The author provides a systematic legal analysis of wagers, time‑bargains, lotteries, and the regulation of betting, reviewing statutory provisions, judicial decisions, and doctrinal definitions to clarify when gambling transactions are void or enforceable. Chapters examine common-law principles and statutes governing gaming instruments, the legal status of betting houses and clubs, the treatment of agents and intermediaries, and the consequences of illegal consideration for negotiable instruments. The text analyzes recent case law, explores practical distinctions between lawful and unlawful betting practices, proposes definitions for wager and lottery, and discusses policy tensions in enforcement and legislative reform.

APPENDIX C.

Since the observations on page 34 were written, the case of Carlill v. The Smoke Ball Company (see daily papers, 5th July, 1892) has been decided by Hawkins, J. The case can only be very shortly noticed here. The contract was that the Defendants would, if any person after having used their smoke ball for a given time should contract an attack of influenza, pay such persons £100. The Defendants contended that this was a wager contract. If tested by the light of the criteria suggested at page 34, it would seem to be far removed from a wager. The consideration received by the Defendants was the exploitation and experimenting by the Plaintiff of their smoke ball; and it was only after that had become an accomplished fact—a certainty—that they came under their conditional liability to the Plaintiffs. The learned Judge enters into a discussion of the essentials of a wager contract, on which the following observations may with deference be suggested:—(1) The backing or expressing of an opinion is not essential, as suggested at page 34. The man who is party to a wager selects a chance: an unknown or uncertain event in which he is to receive payment.

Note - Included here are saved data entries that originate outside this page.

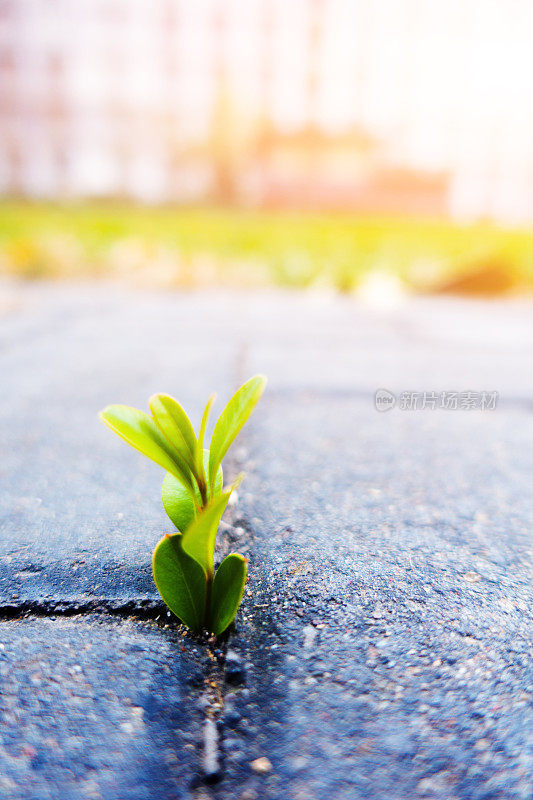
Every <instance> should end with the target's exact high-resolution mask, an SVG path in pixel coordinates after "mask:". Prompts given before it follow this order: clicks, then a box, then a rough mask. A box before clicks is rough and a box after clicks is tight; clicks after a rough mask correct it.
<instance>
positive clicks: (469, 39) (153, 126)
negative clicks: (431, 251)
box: [0, 0, 533, 224]
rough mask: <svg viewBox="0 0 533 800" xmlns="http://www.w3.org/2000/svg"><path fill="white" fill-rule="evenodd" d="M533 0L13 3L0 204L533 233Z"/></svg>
mask: <svg viewBox="0 0 533 800" xmlns="http://www.w3.org/2000/svg"><path fill="white" fill-rule="evenodd" d="M532 34H533V4H532V3H531V2H530V0H372V2H368V0H290V2H289V1H288V0H194V1H191V0H0V192H1V193H2V194H3V195H5V196H29V197H34V198H51V197H53V198H57V197H63V198H72V197H74V198H78V197H82V198H86V197H90V198H93V197H114V198H116V197H131V198H135V199H139V200H141V201H144V202H153V203H161V202H176V201H178V202H182V203H183V202H191V201H192V202H199V201H206V200H207V201H223V202H226V203H239V204H246V205H251V206H276V207H293V206H296V207H320V208H337V207H341V208H343V209H354V210H357V211H364V212H366V211H370V212H374V211H384V212H396V211H402V213H416V214H428V215H448V214H449V215H450V216H452V217H454V218H458V219H461V220H463V219H465V220H470V219H480V218H490V219H494V220H497V221H503V222H507V223H508V222H510V223H513V224H514V223H523V222H531V221H532V220H533V103H532V102H531V98H532V97H533V47H532V46H531V42H532V40H533V39H532Z"/></svg>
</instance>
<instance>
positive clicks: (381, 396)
mask: <svg viewBox="0 0 533 800" xmlns="http://www.w3.org/2000/svg"><path fill="white" fill-rule="evenodd" d="M374 405H375V406H376V409H377V411H390V410H391V408H394V406H395V405H396V395H395V394H393V393H392V392H389V390H388V389H378V390H377V392H376V394H375V395H374Z"/></svg>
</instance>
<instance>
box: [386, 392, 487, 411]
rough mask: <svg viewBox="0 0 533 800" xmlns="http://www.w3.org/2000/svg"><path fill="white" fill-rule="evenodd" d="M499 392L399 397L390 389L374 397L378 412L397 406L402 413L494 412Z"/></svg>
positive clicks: (399, 393)
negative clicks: (438, 412)
mask: <svg viewBox="0 0 533 800" xmlns="http://www.w3.org/2000/svg"><path fill="white" fill-rule="evenodd" d="M498 400H499V394H498V392H486V391H483V392H474V391H472V390H470V389H468V390H466V391H463V392H456V391H450V392H434V391H428V392H420V391H408V392H399V393H398V397H396V395H395V394H394V393H393V392H391V391H389V390H388V389H378V390H377V391H376V393H375V395H374V405H375V407H376V410H377V411H390V409H391V408H394V406H397V408H399V409H400V411H428V410H430V411H433V410H434V409H443V410H445V411H476V410H477V411H494V409H495V408H496V406H497V405H498Z"/></svg>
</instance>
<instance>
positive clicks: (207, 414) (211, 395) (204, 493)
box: [196, 394, 216, 502]
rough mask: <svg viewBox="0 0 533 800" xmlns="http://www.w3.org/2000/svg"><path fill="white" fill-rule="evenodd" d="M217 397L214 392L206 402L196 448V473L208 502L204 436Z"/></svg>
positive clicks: (205, 500) (200, 485)
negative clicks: (207, 421) (212, 407)
mask: <svg viewBox="0 0 533 800" xmlns="http://www.w3.org/2000/svg"><path fill="white" fill-rule="evenodd" d="M215 399H216V394H212V395H211V396H210V398H209V400H208V401H207V403H206V406H205V409H204V413H203V414H202V421H201V423H200V431H199V433H198V447H197V450H196V474H197V475H198V485H199V487H200V493H201V494H203V497H204V499H205V501H206V502H207V500H208V498H209V491H208V483H207V480H206V474H207V469H208V463H209V459H208V463H207V464H206V463H205V451H204V438H205V429H206V428H207V420H208V419H209V414H210V412H211V407H212V405H213V403H214V402H215ZM201 455H202V456H204V457H203V458H201V457H200V456H201Z"/></svg>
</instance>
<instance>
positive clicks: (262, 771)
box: [250, 756, 272, 775]
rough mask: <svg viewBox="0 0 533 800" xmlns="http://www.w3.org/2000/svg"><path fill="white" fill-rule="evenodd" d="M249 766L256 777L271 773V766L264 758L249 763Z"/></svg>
mask: <svg viewBox="0 0 533 800" xmlns="http://www.w3.org/2000/svg"><path fill="white" fill-rule="evenodd" d="M250 766H251V768H252V769H253V771H254V772H257V774H258V775H266V774H267V772H272V764H271V762H270V761H269V760H268V758H267V757H266V756H261V758H256V759H255V760H254V761H250Z"/></svg>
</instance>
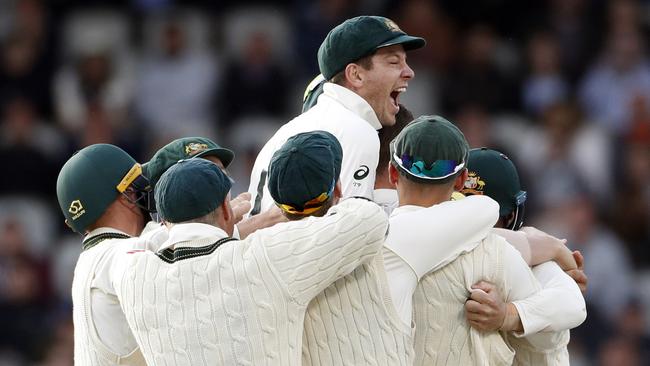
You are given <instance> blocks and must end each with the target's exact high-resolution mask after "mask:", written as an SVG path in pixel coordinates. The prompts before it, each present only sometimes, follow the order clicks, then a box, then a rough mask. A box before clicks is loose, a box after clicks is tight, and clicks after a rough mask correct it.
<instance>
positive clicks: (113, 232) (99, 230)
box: [83, 226, 131, 241]
mask: <svg viewBox="0 0 650 366" xmlns="http://www.w3.org/2000/svg"><path fill="white" fill-rule="evenodd" d="M108 233H110V234H122V235H126V236H129V237H130V236H131V235H129V234H127V233H125V232H124V231H121V230H117V229H115V228H112V227H107V226H104V227H98V228H97V229H93V230H91V231H90V232H89V233H88V234H86V236H84V239H83V240H84V241H85V240H87V239H89V238H92V237H93V236H97V235H100V234H108Z"/></svg>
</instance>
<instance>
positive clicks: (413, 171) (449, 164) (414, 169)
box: [393, 154, 465, 179]
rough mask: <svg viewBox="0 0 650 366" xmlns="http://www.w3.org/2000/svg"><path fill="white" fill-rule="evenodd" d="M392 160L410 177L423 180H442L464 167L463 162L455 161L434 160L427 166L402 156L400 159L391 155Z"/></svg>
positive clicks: (393, 155)
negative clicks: (458, 162) (392, 158)
mask: <svg viewBox="0 0 650 366" xmlns="http://www.w3.org/2000/svg"><path fill="white" fill-rule="evenodd" d="M393 159H394V160H395V162H397V164H399V165H400V166H401V167H402V168H404V170H406V171H407V172H409V173H410V174H411V175H413V176H416V177H419V178H424V179H444V178H447V177H450V176H452V175H454V174H456V173H457V172H458V171H459V170H460V169H462V168H463V167H464V166H465V162H460V163H458V162H457V161H455V160H436V161H434V162H433V163H432V164H429V165H428V166H427V165H426V164H425V162H424V161H422V160H416V159H414V158H413V157H412V156H410V155H407V154H402V156H401V157H399V156H397V154H393Z"/></svg>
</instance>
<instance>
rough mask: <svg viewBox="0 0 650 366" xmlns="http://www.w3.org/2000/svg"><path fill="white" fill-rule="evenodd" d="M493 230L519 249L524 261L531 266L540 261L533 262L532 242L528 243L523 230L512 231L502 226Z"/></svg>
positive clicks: (536, 258) (527, 239)
mask: <svg viewBox="0 0 650 366" xmlns="http://www.w3.org/2000/svg"><path fill="white" fill-rule="evenodd" d="M492 232H494V233H495V234H497V235H499V236H501V237H503V238H504V239H506V241H507V242H508V243H510V245H512V246H513V247H514V248H515V249H517V251H518V252H519V253H520V254H521V257H522V258H523V259H524V262H526V264H528V265H529V266H531V267H532V266H534V265H535V264H539V263H534V264H533V262H532V253H531V251H532V250H531V248H530V244H529V243H528V238H527V237H526V234H524V233H522V232H521V231H512V230H508V229H501V228H496V227H495V228H493V229H492ZM535 260H539V258H536V259H535Z"/></svg>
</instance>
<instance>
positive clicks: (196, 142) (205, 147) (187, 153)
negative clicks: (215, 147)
mask: <svg viewBox="0 0 650 366" xmlns="http://www.w3.org/2000/svg"><path fill="white" fill-rule="evenodd" d="M207 149H208V145H206V144H201V143H198V142H190V143H189V144H187V145H185V153H186V154H187V155H196V154H198V153H200V152H201V151H205V150H207Z"/></svg>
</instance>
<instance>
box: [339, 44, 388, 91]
mask: <svg viewBox="0 0 650 366" xmlns="http://www.w3.org/2000/svg"><path fill="white" fill-rule="evenodd" d="M375 53H377V50H375V51H372V53H370V54H368V55H365V56H363V57H362V58H360V59H358V60H356V61H352V62H348V64H357V65H359V66H361V67H363V68H364V69H366V70H371V69H372V56H374V55H375ZM345 66H346V67H347V65H345ZM344 80H345V68H343V70H341V71H339V72H337V73H336V74H335V75H334V76H332V79H330V82H332V83H334V84H338V85H341V84H342V83H343V81H344Z"/></svg>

(2) A wager involves the selection of more than one event, otherwise the essential of mutuality is lost. Each party selects the event, positive or negative, on which he is to be paid by the other. A backs a horse with B; B of course may select the negative event that A’s horse will not win, or what is the ordinary contract of “the layer,” he merely backs the field, i.e., all the other horses but A’s horse. It is quite possible in the latter case that both events may happen, e.g., A’s horse may run a dead heat with one of the field. The rule here is that each party whose horse runs a dead heat wins half his stake, or in other words the money is put together and evenly divided. If A backed the horse at evens the bet is practically off; if he backed it at 5 to 1 he wins £2. A walk over of course counts as a win to the party whose horse walks over.